Messner, Trump tweeted, “will be a fantastic Senator for New Hampshire! A West Point graduate, he served our Country in the Army with distinction. Strong on Jobs, Crime, Vets, Military and the Second Amendment.”

For his part, Bolduc, who talks openly about his combat experience in Afghanistan and post-traumatic stress disorder, told a Carroll County Republican group Tuesday that he was disappointed.

“I consider this a form of election rigging. Why even have a primary election if Washington, D.C., is going to decide the candidate? What does this mean for your vote, your choice, and your decision on who represents New Hampshire in the general election?” Bolduc asked, according to a text provided by his campaign. “I blame myself for not knowing the rules. If I had known I had to spend the past year campaigning in D.C. rather than in New Hampshire, I would have played the game differently.”

New Hampshire races

Along with state Senate races and a doozy of a Democratic House primary in Hanover and Lyme, there are several contests for other legislative seats in the Upper Valley.

That includes a rematch in the two-seat Sullivan 1 House district, where state Reps.
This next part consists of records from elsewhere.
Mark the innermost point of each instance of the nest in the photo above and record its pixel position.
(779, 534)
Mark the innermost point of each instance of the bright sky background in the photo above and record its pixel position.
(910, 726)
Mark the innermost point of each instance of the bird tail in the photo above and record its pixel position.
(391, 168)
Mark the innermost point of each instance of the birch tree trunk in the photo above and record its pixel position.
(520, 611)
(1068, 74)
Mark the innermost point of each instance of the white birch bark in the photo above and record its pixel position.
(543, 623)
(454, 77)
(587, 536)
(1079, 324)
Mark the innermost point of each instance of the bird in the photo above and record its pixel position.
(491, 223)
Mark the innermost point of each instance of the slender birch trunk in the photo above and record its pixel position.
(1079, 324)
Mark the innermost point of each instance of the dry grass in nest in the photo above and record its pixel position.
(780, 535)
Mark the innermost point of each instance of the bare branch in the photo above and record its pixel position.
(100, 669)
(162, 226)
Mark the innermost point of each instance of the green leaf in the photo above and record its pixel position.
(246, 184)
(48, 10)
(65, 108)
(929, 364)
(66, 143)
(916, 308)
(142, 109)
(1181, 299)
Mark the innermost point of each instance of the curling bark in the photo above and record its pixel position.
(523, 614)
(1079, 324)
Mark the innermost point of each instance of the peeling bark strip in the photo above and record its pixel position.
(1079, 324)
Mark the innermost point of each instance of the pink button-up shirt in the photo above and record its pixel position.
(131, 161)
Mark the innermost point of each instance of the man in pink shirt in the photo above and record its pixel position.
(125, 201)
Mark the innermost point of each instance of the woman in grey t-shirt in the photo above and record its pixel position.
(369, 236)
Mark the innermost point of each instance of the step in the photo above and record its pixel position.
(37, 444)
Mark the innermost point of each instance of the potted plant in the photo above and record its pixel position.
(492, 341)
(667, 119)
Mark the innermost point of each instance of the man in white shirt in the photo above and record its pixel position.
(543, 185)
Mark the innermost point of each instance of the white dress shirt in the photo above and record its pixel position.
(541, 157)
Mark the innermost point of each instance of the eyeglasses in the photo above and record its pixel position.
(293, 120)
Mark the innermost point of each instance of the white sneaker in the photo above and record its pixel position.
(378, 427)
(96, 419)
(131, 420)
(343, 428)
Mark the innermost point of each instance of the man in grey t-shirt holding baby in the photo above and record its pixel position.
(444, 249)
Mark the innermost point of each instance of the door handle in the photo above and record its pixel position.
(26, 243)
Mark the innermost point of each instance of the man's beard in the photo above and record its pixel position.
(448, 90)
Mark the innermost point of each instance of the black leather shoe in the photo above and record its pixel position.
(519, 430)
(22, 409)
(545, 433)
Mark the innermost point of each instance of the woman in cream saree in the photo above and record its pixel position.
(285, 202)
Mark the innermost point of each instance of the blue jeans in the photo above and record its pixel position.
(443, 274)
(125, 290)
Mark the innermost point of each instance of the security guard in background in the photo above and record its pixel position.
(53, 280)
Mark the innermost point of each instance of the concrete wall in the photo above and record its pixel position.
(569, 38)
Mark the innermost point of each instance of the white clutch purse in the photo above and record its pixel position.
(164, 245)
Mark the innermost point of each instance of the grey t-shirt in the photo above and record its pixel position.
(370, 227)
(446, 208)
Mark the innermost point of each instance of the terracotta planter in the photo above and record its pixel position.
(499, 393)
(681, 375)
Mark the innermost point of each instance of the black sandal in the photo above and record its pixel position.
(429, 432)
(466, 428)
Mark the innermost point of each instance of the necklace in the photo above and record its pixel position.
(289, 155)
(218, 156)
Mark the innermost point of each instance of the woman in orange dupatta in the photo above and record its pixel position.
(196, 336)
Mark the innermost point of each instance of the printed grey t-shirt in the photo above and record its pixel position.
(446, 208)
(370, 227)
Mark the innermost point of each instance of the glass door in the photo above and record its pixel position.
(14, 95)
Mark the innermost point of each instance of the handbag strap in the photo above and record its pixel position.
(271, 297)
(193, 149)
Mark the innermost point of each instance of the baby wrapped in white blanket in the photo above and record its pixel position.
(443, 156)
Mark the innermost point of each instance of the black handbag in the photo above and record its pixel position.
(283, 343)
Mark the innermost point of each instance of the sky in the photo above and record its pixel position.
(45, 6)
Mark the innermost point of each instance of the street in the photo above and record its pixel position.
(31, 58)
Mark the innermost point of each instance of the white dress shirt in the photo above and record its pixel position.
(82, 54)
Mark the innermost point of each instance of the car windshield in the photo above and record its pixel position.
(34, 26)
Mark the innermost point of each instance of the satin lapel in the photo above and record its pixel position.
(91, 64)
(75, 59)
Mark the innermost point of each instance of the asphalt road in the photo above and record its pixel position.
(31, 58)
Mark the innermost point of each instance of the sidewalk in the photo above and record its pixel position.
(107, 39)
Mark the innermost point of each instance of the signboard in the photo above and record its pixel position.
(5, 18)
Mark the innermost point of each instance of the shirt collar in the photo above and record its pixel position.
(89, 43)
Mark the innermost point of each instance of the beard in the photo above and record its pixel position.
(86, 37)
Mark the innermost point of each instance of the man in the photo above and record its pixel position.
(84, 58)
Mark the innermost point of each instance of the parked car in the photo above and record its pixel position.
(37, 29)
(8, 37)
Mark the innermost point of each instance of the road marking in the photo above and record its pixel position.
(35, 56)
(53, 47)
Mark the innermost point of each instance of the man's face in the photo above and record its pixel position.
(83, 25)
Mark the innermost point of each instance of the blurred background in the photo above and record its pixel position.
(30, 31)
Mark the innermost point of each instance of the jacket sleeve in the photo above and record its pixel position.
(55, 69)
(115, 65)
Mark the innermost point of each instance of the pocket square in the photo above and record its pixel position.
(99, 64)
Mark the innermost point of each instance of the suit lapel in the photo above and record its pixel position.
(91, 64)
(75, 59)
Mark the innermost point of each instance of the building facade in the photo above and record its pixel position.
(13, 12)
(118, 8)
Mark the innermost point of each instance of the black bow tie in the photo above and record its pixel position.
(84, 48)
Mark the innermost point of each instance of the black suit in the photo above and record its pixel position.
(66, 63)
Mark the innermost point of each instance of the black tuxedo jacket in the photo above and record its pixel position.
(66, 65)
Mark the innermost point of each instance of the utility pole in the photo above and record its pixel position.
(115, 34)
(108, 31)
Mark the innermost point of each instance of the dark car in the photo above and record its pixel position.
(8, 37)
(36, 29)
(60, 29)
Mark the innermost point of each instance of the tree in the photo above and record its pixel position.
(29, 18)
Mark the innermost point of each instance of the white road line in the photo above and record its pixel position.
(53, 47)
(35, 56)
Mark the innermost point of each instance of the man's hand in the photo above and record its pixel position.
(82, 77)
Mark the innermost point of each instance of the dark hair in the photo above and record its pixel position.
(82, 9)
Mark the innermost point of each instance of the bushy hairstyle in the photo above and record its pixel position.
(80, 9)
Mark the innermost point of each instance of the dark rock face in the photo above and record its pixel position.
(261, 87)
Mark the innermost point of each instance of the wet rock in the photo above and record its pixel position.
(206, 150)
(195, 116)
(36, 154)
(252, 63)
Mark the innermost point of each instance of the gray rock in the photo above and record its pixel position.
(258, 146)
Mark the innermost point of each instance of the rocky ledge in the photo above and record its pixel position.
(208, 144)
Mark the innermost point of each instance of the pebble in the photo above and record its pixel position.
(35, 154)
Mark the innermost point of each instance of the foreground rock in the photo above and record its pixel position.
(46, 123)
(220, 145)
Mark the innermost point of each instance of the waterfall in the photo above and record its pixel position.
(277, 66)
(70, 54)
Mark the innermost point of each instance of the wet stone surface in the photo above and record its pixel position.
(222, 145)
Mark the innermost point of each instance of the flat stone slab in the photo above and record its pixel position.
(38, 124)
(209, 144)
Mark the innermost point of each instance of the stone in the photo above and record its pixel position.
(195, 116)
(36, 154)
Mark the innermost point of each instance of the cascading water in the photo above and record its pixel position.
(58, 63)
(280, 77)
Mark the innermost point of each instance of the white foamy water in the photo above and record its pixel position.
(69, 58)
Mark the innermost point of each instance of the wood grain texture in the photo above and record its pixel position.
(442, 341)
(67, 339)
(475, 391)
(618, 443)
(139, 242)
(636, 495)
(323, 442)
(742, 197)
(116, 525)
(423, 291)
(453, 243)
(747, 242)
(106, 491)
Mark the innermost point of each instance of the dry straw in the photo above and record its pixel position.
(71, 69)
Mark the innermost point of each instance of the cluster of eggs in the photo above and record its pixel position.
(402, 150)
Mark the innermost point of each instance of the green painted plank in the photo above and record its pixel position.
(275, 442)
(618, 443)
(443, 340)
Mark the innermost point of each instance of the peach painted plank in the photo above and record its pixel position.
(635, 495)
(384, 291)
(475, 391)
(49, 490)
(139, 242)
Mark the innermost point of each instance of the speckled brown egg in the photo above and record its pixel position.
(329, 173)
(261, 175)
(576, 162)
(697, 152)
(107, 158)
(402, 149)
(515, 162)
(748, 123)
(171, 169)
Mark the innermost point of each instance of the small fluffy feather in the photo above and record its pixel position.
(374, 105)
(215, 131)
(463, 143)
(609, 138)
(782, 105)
Lee Oxenham, D-Plainfield, and Brian Sullivan, D-Grantham, are again being challenged by Plainfield Republican Virginia Drye.

Drye’s mother, Margaret, who has long been active in civic and GOP circles, is again running for the Sullivan 9 “floterial” seat held by state Rep. Linda Tanner, D-Georges Mills, and representing Grantham, Plainfield, Cornish, Springfield, Newport, Croydon, Sunapee and Unity.

State Rep. Gates Lucas, R-Sunapee, an ardent supporter of Republican Gov. Chris Sununu, has opted not to seek a second term. Sunapee Democrat Sue Gottling has filed to win her old Sullivan 2 seat back in a district that also includes Croydon and will face Sunapee Republican Donald Bettencourt in November.

In Claremont, state Rep. Gary Merchant, a Democrat, faces a challenge from Paul LaCasse Sr., while Republican state Rep. Walter Stapleton is being challenged by Democrat Liza Draper.

In the two-seat Sullivan 6 district representing Newport and Unity, Republican state Rep. Skip Rollins is being challenged by Newport Democrats Larry Flint and Peter Franklin. The 89-year-old Franklin is a former House lawmaker.